Published March 20, 2018 Updated March 20, 2018 11:34am

Despite delivering double-digit loan growth and returns, investors appear to have concluded that 2017 was as good as it gets for Virgin Money. Shares have fallen by 6 percent since the annual results on Feb. 27, underperforming the Thomson Reuters UK Banks index. Shareholders were spooked by lower projected mortgage lending and credit card growth, two products which account for 92 percent of revenue.

Higher funding costs could partly explain the jitters. Virgin feasted on cheap money last year under the Bank of England's shock-absorbing Term Funding Scheme, which ended in February. New lending will now be funded with pricier deposits, meaning lending margins will remain squeezed in spite of higher rates. That's why management guided lending margins falling to the "lower end" of a 165 to 170 basis point range, compared to the 172 basis points analysts had previously expected.
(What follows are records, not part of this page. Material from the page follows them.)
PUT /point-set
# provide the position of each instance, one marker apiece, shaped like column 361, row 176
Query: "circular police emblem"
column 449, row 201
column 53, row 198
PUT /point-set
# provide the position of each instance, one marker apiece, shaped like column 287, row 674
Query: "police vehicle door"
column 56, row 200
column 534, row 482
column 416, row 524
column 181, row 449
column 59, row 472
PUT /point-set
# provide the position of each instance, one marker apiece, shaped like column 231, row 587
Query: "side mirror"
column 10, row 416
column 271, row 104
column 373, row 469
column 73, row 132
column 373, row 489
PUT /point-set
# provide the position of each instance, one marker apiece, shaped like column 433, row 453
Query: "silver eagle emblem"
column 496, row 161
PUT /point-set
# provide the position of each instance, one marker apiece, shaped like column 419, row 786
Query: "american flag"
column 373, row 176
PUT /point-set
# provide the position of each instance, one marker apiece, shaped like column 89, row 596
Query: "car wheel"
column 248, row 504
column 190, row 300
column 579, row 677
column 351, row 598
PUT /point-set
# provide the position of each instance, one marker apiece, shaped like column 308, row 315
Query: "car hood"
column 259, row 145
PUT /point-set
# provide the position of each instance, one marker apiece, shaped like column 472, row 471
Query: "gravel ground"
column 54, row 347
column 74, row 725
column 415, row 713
Yet Virgin's lowly valuation - the stock trades at only 6 times its 2019 earnings - may also anticipate a steep rise in bad debts, which could be the natural corollary of a disorderly UK departure from the European Union. Imagine the lender hits 2019 revenue forecasts of 736 million pounds - which assumes growth of around 5 percent a year, less than half the rate in 2017 - and operating expenses of 379 million pounds. With a tax rate of 26 percent, bad debt charges would have to more than quadruple from 44 million pounds last year for the bank to trade, like Lloyds Banking Group and Royal Bank of Scotland, on 10 times 2019 earnings.

That's quite a jump. An economic slump would also hit bigger peers, and both Lloyds and Virgin Money are exposed to slowing mortgage and credit card markets. An investor bet that storm conditions warrant being in a bigger boat is logical. That doesn't help Virgin Money much.